By all accounts, it has been this firm attitude - grounded in principles, but respectful in form - that has enabled us to overcome delicate circumstances and successively put solutions and proposals on the table to alleviate the situation of the people affected, without expecting the other side to abdicate its principles. If we have always succeeded in this, why should it be any different now?
Brexit, and its many loose ends, has once again put us in the periodic situation of reviewing relations and finding balanced solutions to new problems arising from the UK’s decision to leave the EU; a decision which was widely rejected in Gibraltar.
Because of this new framework, we are obliged to solve new problems created for the Gibraltarians by a British decision that they do not share.
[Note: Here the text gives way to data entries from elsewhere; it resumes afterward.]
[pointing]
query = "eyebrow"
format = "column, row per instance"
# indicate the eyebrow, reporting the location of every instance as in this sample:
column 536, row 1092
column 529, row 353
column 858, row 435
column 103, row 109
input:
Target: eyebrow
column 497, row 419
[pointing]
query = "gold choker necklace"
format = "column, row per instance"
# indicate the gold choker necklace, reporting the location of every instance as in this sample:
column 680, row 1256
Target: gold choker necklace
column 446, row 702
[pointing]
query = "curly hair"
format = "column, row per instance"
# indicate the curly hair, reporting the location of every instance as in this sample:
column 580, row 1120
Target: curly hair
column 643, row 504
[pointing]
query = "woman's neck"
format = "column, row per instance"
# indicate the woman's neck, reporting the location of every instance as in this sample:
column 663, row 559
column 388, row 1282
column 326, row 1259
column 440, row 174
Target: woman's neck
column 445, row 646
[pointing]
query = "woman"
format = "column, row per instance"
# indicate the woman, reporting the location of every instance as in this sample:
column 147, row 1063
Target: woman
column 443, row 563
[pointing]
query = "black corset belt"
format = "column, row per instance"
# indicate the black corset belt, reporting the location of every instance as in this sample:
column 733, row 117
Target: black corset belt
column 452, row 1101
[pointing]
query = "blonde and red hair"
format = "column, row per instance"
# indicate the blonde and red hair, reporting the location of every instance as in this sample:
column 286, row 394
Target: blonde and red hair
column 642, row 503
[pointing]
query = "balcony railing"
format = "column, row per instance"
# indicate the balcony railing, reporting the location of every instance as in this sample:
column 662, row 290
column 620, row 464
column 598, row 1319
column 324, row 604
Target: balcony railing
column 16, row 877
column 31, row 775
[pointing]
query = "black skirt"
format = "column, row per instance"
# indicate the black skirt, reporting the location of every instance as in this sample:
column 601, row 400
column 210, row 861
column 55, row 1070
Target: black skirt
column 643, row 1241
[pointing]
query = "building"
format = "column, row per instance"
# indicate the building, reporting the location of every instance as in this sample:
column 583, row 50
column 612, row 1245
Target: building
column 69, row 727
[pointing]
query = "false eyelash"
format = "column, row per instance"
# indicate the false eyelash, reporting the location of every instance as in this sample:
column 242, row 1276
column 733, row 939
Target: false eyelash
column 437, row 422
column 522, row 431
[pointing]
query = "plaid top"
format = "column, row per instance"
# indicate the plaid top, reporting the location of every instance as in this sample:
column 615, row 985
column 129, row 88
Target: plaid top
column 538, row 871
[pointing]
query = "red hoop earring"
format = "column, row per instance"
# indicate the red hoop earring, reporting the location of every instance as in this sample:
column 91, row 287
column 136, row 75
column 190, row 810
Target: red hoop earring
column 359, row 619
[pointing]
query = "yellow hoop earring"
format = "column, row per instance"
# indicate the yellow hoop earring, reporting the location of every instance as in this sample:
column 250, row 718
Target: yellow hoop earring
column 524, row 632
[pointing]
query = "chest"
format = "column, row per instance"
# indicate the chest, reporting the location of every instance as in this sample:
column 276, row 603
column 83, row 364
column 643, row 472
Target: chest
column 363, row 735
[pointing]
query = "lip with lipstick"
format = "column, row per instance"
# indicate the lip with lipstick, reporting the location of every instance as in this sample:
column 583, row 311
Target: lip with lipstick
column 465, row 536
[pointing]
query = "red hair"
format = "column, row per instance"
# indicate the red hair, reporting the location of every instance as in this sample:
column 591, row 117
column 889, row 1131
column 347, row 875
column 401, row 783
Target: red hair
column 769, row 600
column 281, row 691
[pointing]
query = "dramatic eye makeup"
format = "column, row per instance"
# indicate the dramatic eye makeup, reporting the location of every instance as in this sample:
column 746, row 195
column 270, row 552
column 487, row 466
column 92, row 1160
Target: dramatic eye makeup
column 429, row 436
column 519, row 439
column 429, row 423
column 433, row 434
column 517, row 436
Neither Spain nor the EU have caused these new problems.
Brexit has turned a framework, that was working reasonably well, upside down; a channelled on two fronts: the general agreements between Great Britain and the EU, on the one hand, and the agreements between Spain and Great Britain, as well as those of Spain and Gibraltar, that have followed one after the other since the "disengagement" process began.
"Our British friends asked us to “re-think” our offer, it is only right that we should also ask them to “re-read” it, because from seemingly irreconcilable positions we have always been able to find that wise balance between matters of principle and the practical, day-to-day needs of both neighbouring communities"
With a common objective, of avoiding the harshest effects of a simple conversion of this area into an external border of the Union, it is now time to shape Gibraltar's future border relationship with the EU, expressly conditioned by Spain's recognition of a logical right of veto over Brussels' decisions and by the previous agreement reached in December with a British delegation that included representatives of the colony.
The European Commission’s draft-negotiating mandate does not seem to have gone down well in either London or Gibraltar, although the criticisms of incompatibility with the December agreement are still very vague and seem more like a pre-emptive stance for the negotiations.
Pending further details on this alleged lack of coherence with what was already agreed, the new Spanish foreign minister, José Manuel Albares, travelled to Britain to explore the level of disagreement and clarify the role of Frontex in the initial management of the movement of people and goods at the Gibraltar-Spain border.
The spirit is therefore the same as always: openness, dialogue, cordiality and the search for practical solutions for the benefit of both populations.
Our British friends asked us to “re-think” our offer, it is only right that we should also ask them to “re-read” it, because from seemingly irreconcilable positions we have always been able to find that wise balance between matters of principle and the practical, day-to-day needs of both neighbouring communities.
Once again, why should it be any different now?